Qu’est-ce que le Salone del Mobile.Milano, en deux lignes
Le Salone del Mobile.Milano est le plus important salon international de l’ameublement et du design : présent à Milan chaque mois d’avril depuis 1961, c’est la vitrine mondiale du meuble, de l’éclairage, des cuisines, de la salle de bains et des solutions pour l’interior contract, en plus d’être le cœur de la Milano Design Week. La cadence est annuelle, avec des biennales thématiques qui alternent : Euroluce les années impaires (donc présente en 2027), EuroCucina et le Salone Internazionale del Bagno les années paires. Lors de l’édition 2025, il a réuni 2.103 exposants de 37 pays et enregistré 302.548 entrées de 151 pays, dont 68 % de professionnels étrangers : des chiffres qui en font l’un des salons B2B les plus internationaux au monde.

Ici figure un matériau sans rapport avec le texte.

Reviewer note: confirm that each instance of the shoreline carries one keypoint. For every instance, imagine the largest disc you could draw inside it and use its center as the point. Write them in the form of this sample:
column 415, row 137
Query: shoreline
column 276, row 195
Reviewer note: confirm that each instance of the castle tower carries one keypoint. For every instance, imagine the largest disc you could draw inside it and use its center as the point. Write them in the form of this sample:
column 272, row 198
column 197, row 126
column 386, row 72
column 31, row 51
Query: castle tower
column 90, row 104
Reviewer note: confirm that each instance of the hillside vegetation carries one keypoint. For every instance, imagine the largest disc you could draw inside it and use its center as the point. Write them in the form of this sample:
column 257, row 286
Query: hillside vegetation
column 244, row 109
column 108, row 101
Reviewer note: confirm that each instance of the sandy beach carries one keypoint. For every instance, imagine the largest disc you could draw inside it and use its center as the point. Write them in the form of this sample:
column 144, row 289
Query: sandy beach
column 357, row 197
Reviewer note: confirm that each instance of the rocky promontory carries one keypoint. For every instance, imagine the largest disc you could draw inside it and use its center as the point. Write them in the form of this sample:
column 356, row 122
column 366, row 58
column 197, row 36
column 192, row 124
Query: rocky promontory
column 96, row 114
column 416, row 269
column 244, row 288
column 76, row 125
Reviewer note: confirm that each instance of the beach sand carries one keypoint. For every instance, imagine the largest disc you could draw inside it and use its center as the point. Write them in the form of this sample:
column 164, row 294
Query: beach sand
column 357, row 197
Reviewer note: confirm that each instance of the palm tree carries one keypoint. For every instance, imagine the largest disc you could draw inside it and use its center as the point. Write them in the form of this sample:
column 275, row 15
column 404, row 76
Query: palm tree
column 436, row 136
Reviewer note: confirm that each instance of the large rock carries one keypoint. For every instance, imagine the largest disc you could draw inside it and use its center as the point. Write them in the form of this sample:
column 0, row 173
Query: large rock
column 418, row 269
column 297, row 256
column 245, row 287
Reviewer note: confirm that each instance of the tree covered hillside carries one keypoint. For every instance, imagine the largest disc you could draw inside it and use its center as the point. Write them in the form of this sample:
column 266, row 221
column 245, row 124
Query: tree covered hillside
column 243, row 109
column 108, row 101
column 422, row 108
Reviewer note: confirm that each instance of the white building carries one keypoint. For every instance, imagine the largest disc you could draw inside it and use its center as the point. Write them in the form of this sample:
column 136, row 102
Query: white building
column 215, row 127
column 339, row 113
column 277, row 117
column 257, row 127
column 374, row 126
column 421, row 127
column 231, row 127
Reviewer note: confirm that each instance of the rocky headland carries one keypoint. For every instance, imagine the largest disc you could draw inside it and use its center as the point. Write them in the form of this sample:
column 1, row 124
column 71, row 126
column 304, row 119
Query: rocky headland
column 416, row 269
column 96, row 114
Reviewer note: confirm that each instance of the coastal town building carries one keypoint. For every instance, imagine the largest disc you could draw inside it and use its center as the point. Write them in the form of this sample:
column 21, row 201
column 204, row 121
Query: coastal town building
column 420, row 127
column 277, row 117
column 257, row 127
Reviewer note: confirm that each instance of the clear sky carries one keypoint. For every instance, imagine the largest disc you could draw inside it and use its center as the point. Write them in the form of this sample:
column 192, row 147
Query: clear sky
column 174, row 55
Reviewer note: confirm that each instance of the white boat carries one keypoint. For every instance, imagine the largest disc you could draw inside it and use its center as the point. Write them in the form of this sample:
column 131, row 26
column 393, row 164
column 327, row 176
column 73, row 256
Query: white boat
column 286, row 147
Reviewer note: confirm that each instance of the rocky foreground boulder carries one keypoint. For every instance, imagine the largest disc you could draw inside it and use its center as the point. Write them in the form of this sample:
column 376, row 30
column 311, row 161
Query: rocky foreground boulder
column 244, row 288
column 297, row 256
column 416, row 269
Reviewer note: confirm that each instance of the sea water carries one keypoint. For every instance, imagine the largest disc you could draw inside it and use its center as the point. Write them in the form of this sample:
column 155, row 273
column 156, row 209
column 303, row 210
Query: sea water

Mais la donnée qui compte pour qui expose est ailleurs : au Salone, presque aucune décision d’achat ne se conclut sur place. Architectes, acheteurs du contract et distributeurs parcourent les halls, prennent des notes, récoltent des catalogues, puis décident dans les semaines qui suivent, une fois rentrés au cabinet ou en entreprise. C’est pourquoi la façon dont vous récoltez et gérez les leads pèse plus que l’aménagement. Un contact bien qualifié, avec le bon contexte, vaut dix cartes de visite oubliées dans un tiroir.
Quoi exposer, où exposer
Le Salone n’est pas un hall unique mais un système de manifestations réparties sur Fiera Milano Rho, chacune avec un public légèrement différent :
- Salone Internazionale del Mobile — le cœur de l’ameublement, articulé par styles et typologies dans les halls de Rho. C’est ici que se joue la partie principale pour les fabricants de meubles et d’accessoires.
- Euroluce - Biennale Internationale de l’Éclairage — présente en 2027 (année impaire) : destination incontournable pour les marques de l’éclairage décoratif, technique et architectural, avec un public très spécialisé de lighting designers et de concepteurs.
- Workplace3.0 — mobilier de bureau et espaces de travail, avec des acheteurs du contract corporate, des facility managers et des concepteurs de bureaux.
- S.Project — produits de design et solutions décoratives et techniques pour l’intérieur : utile à qui se situe entre ameublement et matériaux/finitions.
- SaloneSatellite — la vitrine des designers émergents de moins de 35 ans, qui à elle seule a attiré 39.000 visiteurs en 2025 : un lieu à tenir si vous cherchez des talents, des prototypes ou des partenariats produit.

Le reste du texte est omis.